Experimental comparisons ideally should compare the shape of the tongue under different test conditions, looking for reliable differences. However, tongue outlines are inherently curvilinear, leaving standard regression analyses inappropriate. One potential resolution is to apply smooth-spline regression, which can establish a curvilinear function of best bit and yield confidence intervals. For example, the graph below shows smooth spline regressions of a subject's tongue under different coarticulatory conditions.
A localized effect is one in which part of the tongue shape remains stable (especially near the active point of contact) while the remainder varies with the surrounding phoneme. For example, /t/ may maintain a stable laminal shape regardless of nearby vowels, while the dorsum may vary widely. In contrast, in distributed coarticulation, even the point of contact may differ, and so the entire shape of the tongue differs across coarticulatory environments. Crucially, these differences are best detected by tracking the outline of the tongue, rather than with point-tracking methodologies.

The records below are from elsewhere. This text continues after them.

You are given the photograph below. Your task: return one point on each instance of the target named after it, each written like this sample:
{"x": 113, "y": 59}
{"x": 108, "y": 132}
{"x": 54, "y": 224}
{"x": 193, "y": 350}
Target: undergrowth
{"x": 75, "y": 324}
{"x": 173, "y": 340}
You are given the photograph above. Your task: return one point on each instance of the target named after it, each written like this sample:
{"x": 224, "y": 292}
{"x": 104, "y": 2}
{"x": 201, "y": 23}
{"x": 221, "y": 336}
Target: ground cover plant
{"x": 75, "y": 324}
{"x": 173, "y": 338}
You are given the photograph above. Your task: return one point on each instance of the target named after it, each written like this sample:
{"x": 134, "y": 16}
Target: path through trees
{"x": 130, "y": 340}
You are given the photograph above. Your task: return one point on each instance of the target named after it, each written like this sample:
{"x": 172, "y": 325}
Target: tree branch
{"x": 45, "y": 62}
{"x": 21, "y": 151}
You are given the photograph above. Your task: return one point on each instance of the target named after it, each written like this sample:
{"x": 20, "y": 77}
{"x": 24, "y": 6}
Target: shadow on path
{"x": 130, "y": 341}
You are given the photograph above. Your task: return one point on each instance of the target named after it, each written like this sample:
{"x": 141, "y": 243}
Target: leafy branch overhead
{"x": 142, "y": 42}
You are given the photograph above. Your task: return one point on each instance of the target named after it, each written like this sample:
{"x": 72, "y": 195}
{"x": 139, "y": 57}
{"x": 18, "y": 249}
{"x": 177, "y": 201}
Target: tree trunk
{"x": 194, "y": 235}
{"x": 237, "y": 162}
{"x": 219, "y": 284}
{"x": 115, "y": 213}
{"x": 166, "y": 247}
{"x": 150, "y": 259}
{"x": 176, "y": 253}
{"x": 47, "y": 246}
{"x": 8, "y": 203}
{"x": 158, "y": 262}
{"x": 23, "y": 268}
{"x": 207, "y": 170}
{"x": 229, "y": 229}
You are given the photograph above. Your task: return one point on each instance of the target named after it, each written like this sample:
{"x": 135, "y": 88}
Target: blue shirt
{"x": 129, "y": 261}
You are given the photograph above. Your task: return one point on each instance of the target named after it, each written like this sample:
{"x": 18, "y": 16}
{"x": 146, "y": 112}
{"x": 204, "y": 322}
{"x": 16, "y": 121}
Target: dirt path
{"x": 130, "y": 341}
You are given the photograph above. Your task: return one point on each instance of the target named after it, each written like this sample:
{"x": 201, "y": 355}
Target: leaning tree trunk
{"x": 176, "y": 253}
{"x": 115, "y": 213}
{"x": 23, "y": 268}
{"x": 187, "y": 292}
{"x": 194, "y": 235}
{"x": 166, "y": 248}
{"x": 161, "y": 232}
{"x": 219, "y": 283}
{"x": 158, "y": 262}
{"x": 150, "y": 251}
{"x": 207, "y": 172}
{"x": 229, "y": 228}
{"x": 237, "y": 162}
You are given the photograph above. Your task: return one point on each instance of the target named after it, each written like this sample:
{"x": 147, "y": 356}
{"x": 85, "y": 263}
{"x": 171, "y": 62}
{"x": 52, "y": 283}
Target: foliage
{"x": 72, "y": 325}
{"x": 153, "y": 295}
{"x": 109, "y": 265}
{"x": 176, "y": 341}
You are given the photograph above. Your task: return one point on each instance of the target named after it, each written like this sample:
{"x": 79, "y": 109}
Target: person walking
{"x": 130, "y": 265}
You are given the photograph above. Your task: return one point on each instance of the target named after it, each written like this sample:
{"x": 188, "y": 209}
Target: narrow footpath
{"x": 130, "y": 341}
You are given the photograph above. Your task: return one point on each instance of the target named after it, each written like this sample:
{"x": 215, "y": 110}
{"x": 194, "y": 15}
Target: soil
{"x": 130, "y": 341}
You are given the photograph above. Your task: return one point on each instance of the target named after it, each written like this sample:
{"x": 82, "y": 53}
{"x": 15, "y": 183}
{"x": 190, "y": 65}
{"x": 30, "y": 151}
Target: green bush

One methodological issue in the ultrasound data collection paradigm is the difficulty in combining data from the same subject collected at different times. Thus, in one current project, I am using optimization of fit to match tongue curves from different sessions. In this procedure, corresponding test items from different sessions are used for calibration; the parameters to transform one curve to its best fit can then be applied to all items from the same session. For example, we can rotate and translate the /ae/ of had from one subject's session 2 so that it best fits the same subect's /ae/ from session 1. We can then apply the same rotation and translation parameters to all other items from the subject's session 2 - ideally, they should fit their corresponding session 1 items just as well. The figures below provide an illustration.